The discovery of DNA as a carrier of the genetic code, its double helix structure and the rapidly developing possibility of the clinical use of chromosome- and DNA analyses made expertise in medical genetics (MG) valuable in health-care services and a subspecialty started to grow, mainly in gynaecology, neurology, paediatrics and laboratory medicine. With the birth of the European Union (EU), a need for collaboration between established specialities emerged and the Union of European Medical Specialists (UEMS)6 was founded in the same year that the Treaty of Rome7 was signed.

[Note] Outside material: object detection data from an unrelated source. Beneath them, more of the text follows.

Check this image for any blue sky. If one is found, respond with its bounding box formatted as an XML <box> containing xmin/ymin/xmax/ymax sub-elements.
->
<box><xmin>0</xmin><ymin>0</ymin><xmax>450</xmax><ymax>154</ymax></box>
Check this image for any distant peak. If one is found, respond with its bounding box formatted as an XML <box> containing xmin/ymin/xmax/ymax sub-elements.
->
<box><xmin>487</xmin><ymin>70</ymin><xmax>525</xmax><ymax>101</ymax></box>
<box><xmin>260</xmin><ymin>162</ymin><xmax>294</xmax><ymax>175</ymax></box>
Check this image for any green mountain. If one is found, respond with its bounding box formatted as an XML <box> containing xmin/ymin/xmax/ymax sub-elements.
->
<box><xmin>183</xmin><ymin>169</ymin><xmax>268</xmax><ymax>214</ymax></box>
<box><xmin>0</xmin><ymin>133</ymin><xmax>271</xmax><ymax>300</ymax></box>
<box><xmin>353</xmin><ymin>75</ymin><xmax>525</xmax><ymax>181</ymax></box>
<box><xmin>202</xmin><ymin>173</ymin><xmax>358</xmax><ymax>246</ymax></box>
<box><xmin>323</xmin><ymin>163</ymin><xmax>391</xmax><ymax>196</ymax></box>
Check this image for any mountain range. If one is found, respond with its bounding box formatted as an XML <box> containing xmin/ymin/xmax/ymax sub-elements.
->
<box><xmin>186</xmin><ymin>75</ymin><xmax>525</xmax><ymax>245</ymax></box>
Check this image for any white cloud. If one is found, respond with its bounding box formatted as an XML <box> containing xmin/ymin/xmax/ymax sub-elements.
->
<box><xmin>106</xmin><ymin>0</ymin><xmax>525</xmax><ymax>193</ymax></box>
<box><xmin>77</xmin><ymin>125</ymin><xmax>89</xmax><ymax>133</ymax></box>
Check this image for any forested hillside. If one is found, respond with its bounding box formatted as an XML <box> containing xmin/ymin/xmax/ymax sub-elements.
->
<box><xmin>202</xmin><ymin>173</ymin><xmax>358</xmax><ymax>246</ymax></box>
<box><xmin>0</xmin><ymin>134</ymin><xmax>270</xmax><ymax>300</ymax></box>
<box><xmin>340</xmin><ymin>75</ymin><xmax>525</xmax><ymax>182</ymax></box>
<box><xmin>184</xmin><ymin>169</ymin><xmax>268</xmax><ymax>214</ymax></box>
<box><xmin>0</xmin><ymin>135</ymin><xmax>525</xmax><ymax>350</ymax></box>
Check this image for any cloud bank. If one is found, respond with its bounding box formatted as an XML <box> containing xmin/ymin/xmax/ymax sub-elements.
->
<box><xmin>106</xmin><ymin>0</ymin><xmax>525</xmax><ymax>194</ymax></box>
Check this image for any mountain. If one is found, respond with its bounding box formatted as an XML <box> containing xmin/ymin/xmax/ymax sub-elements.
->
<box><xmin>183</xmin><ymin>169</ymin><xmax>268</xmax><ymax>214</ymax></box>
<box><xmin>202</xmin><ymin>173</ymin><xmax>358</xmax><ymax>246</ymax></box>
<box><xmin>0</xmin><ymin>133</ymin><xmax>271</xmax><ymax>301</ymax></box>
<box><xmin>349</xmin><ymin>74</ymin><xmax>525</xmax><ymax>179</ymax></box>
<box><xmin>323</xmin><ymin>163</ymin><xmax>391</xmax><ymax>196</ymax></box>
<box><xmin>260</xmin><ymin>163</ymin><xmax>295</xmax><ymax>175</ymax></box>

UEMS is an association of national medical professional organisations which focus on the harmonisation of training and education of medical doctors within and across all medical specialties. A number of specialities were soon mutually recognised in the member states as equivalent in training, leading to a national speciality licence being mutually recognised in all member states.
At this time, MG was not recognised in any European country. In this article, which includes the results of a recent survey, we describe the development of MG as a specialty in all European countries - not only within the EU itself - and the process undertaken in order to acquire its de iure recognition in the EU.